Rise Of The Worthy [LitRPG System Apocalypse]

Chapter 322: Hard Limit


I stare numbly at the pile. Shreds of plastic float in the air like stilled confetti from a forgotten celebration–hanging limply as the hopes in my heart die out one by one. They can't all be destroyed. A few scythes through the pile should've left at least a few behind.

Strangled, pained noises burble out of Ebb's throat. She falls to her knees, clutching her stomach as shudders and twitches wrack her body. I swallow all my own sensations and rush to her side, placing a hand on her shoulder and kneeling down to try to see eye-to-eye. Her body is unbelievably warm.
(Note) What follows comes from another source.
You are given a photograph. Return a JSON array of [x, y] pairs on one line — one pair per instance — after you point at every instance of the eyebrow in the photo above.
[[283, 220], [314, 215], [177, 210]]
"I'm dead. I-I'm dead," she mutters shakily, each word tumbling through the air like brittle leaves in a frigid autumnal wind. "It destroyed all the anchors. None of them are left. All… I'm dead… I'm dead…"

Her breaths and words trail off to quiet, clustered huffs that repeat 'I'm dead' over and over again until the words feel as if they've lost all impact… or become too commonplace. Too true. My own words, of sympathy or of assurance I can't tell, stick to my mouth like steely burrs. I want to tell her she's wrong. That we're definitely going to save her.

It would be too cruel a lie to give empty hope like that.

Jumble thunders in on static-filled steps, her magic flaring a prismatic rainbow of annihilation. Off in the distance, my awareness feels the monster screeching out its dying breaths as glints of static scour away the last of its resistance. She breathes heavily, though not from exertion, and locks eyes with me. Silently, I pass along the information with a directed nod and a heavy expression.

She turns to the pile. Her fears come true.

"No, no, no! They can't all be destroyed! It was just some scythes, not a dang blender!" Jumble echoes my initial thoughts almost exactly, but she makes for the pile to confirm what my awareness already told me. Junk moves inches in suspended animation as she digs through a tragedy counting down very quickly to zero.

Ebb grabs my ankle, her grip strength abandoned in the face of death. Then she wraps her other arm around my leg and stops making any noises altogether; her chest heaving with silent breaths as she panics. I set my jaw and glance over at Jumble and her spray of junked lifelines from digging deep into the pile with hopes ablaze. She'll be… fine. Alive.

I lean down even further and wrap my arms around Ebb's torso. My bloody clothes press against her back, forcing out a stuck breath that brings with it a flood of terrified sobs. She's not crying. That somehow makes it worse.

Pearl removes her hand from the beacon and slumps against my shoulder–half from exertion, half from despair. "Shelby. We… I don't know what we can do for any of these people now."

I gently pat Ebb on the back of the head. "I don't know either, Pearl. Can they ever leave this place without their anchors? I'm pretty damn sure the system would jump at the opportunity to turn them into constructs."

Ebb flinches. Shit, probably should've said that a billion times quieter.

"You're probably right. Which means we only really have one option," Pearl says while shifting her attention to Jumble–who just gave up looking. "We have to completely destroy the quest. If that's even possible."

Jumble pitches a handful of plastic scrap at the dying monster then stomps over to us. Any despair and fear Ebb is feeling right about now are pervertedly mirrored in Jumble's expression as raw, hateful disgust. At the system. At the quest. At the horizonguard. And as she takes a look down at Ebb… a little of that disgust gets pointed at all of us. For not being strong enough to stop the freakish worm-thing from consigning potential hundreds to death, replacement, and servitude.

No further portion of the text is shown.